Professor Pain is currently self-employed.

==Awards==
In 2013 she received the Marsh Award for Conservation Biology from the Zoological Society of London.
In 2015 Pain was included as one of the 50 most influential conservation heroes in the Wildlife Power List of the BBC Wildlife Magazine.

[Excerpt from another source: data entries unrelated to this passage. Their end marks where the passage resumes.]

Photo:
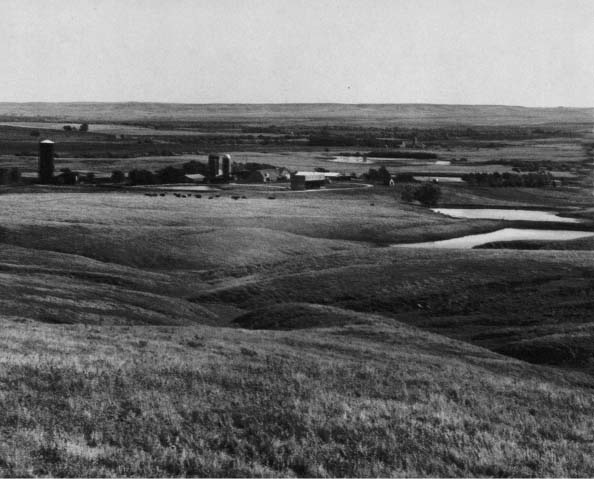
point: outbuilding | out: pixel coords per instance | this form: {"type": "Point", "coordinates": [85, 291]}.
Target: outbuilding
{"type": "Point", "coordinates": [307, 180]}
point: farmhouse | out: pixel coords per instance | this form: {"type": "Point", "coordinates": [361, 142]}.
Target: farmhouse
{"type": "Point", "coordinates": [263, 176]}
{"type": "Point", "coordinates": [306, 180]}
{"type": "Point", "coordinates": [195, 178]}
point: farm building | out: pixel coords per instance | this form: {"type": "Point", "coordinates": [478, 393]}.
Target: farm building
{"type": "Point", "coordinates": [263, 176]}
{"type": "Point", "coordinates": [46, 161]}
{"type": "Point", "coordinates": [306, 180]}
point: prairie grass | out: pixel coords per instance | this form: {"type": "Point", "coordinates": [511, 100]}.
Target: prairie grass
{"type": "Point", "coordinates": [361, 400]}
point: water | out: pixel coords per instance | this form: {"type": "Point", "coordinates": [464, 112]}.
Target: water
{"type": "Point", "coordinates": [504, 214]}
{"type": "Point", "coordinates": [506, 234]}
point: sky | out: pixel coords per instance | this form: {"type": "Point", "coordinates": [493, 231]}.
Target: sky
{"type": "Point", "coordinates": [507, 52]}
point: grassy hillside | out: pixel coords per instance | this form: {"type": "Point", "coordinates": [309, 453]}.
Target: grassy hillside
{"type": "Point", "coordinates": [377, 399]}
{"type": "Point", "coordinates": [163, 336]}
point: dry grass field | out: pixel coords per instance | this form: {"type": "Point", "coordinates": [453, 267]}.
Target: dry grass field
{"type": "Point", "coordinates": [159, 336]}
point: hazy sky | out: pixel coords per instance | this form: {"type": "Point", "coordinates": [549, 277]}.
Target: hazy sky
{"type": "Point", "coordinates": [515, 52]}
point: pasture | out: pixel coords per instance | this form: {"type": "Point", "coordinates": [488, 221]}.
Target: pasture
{"type": "Point", "coordinates": [259, 331]}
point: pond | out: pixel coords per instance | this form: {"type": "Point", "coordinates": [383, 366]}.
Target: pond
{"type": "Point", "coordinates": [504, 214]}
{"type": "Point", "coordinates": [506, 234]}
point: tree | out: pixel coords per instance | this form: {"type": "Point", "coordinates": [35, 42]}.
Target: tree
{"type": "Point", "coordinates": [171, 174]}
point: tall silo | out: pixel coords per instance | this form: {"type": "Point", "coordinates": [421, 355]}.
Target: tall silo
{"type": "Point", "coordinates": [213, 167]}
{"type": "Point", "coordinates": [226, 167]}
{"type": "Point", "coordinates": [46, 161]}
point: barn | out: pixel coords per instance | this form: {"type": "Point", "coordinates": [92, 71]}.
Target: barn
{"type": "Point", "coordinates": [307, 180]}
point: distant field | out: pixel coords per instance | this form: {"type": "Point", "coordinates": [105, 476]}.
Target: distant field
{"type": "Point", "coordinates": [121, 351]}
{"type": "Point", "coordinates": [121, 129]}
{"type": "Point", "coordinates": [281, 334]}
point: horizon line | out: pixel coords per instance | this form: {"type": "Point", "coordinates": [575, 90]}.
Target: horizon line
{"type": "Point", "coordinates": [136, 102]}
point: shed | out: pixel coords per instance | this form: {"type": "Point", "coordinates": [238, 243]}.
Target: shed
{"type": "Point", "coordinates": [263, 176]}
{"type": "Point", "coordinates": [306, 180]}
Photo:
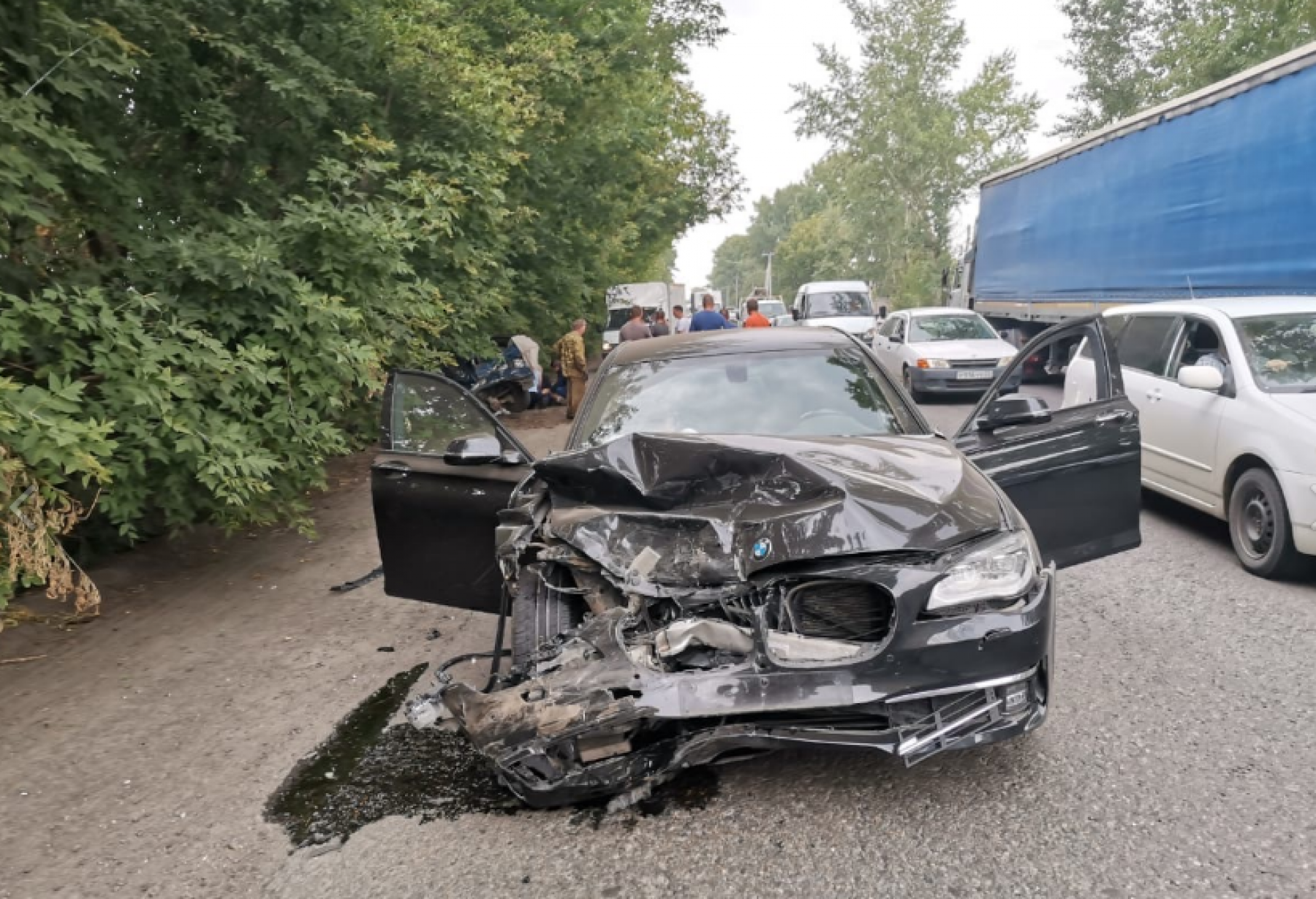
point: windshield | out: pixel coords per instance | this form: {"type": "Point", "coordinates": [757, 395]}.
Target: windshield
{"type": "Point", "coordinates": [1281, 352]}
{"type": "Point", "coordinates": [929, 330]}
{"type": "Point", "coordinates": [779, 394]}
{"type": "Point", "coordinates": [839, 304]}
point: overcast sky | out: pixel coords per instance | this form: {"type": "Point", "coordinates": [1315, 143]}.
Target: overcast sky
{"type": "Point", "coordinates": [771, 46]}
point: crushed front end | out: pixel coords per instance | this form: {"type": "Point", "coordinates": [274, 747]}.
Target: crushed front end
{"type": "Point", "coordinates": [749, 615]}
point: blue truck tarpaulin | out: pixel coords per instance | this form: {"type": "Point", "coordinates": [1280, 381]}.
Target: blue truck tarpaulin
{"type": "Point", "coordinates": [1223, 197]}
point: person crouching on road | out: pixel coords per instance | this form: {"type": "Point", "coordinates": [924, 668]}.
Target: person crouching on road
{"type": "Point", "coordinates": [636, 328]}
{"type": "Point", "coordinates": [756, 319]}
{"type": "Point", "coordinates": [708, 319]}
{"type": "Point", "coordinates": [570, 352]}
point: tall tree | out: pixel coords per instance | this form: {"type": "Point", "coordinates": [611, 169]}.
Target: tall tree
{"type": "Point", "coordinates": [223, 220]}
{"type": "Point", "coordinates": [1113, 45]}
{"type": "Point", "coordinates": [908, 143]}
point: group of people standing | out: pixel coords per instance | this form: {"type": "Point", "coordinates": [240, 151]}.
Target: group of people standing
{"type": "Point", "coordinates": [708, 319]}
{"type": "Point", "coordinates": [572, 356]}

==Education and early life==
Pain became keen on birds at the age of seven, inspired by a teacher while at junior school in her home town of Ramsgate. She was first in her family to go to university and studied environmental chemistry at Wye College, University of London followed by research into the biochemistry of lead poisoning from ammunition sources in birds during her doctorate at Oxford University.

==Publications==
Pain is the author or co-author of over 115 scientific publications, including 3 books. They include:

- Donald, P.F., Collar, N.J., Marsden, S.J. & Pain, D.J. 2013. Facing Extinction: The world's rarest birds and the race to save them. Second Edition. Christopher Helm, Bloomsbury Publishing plc., London 320 pp.
- Hole, D. G., Huntley, B., Arinaitwe, J., Butchart, S. H. M., Collingham, Y. C., Fishpool, L. D. C., Pain, D. J. and Willis, S. G., 2011. Toward a Management Framework for Networks of Protected Areas in the Face of Climate Change. Conservation Biology 25(2): 305-315. No.Doi:10.1111/J.15231739.2010.01633.X
- Pain, D.J., Cromie, R.L., Newth, J., Brown, M.J., Crutcher, E., Hardman, L.H., Hurst, L., Mateo, R., Meharg, A.A., Moran, A.C., Raab, A., Taggart, M.A. & Green, R.E. 2010. Potential Hazard to Human Health from Exposure to Fragments of Lead Bullets and Shot in the Tissues of Game Animals. PLoS ONE 5(4):e10315.doi:10.1371/journal.pone.0010315
- Norris, K & Pain, D.J. (Eds.). 2002. Conserving Bird Biodiversity: General Principles and their Application. Cambridge University Press, Conservation Biology 7. Cambridge University Press. 337 pp.
- Green, R.E., Newton, I., Shultz, S., Cunningham, A.A., Gilbert, M., Pain, D.J., & Prakash, V.. 2004. Diclofenac poisoning as a cause of vulture population declines across the Indian subcontinent. J. Appl. Ecol. 41: 793-800.
- Prakash, V., Pain, D.J., Cunningham, A.A., Donald, P.F., Prakash, N., Verma, A., Gargi, R., Sivakumar, S., Rahmani, A. R. 2003. Catastrophic collapse of Indian white-backed Gyps bengalensis and long-billed Gyps indicus vulture populations. Biol. Cons. 109(3): 381-390.
- Donald, P.D., Pisano, G., Rayment, M.D. & Pain, D.J. 2002. The Common Agricultural Policy, EU enlargement and the conservation of Europe's farmland birds. Agricult. Ecosyst. Environ., 89: 167-179.
- Pain, D., A. Sánchez, A.A. Meharg 1998. The Doñana Ecological Disaster: contamination of World Heritage estuarine marsh ecosystem with acidified pyrite mine waste. Sci. Total Environ. 222: 45-54.
- Pain, D.J. 1996. Lead in waterfowl. Chapter 10 pages 251-264 In: W.N. Beyer, G.H. Heinz and A.W. Redmon (Eds.) Environmental Contaminants in Wildlife: interpreting tissue concentrations. SETAC CRC Lewis Publishers, Boca Raton.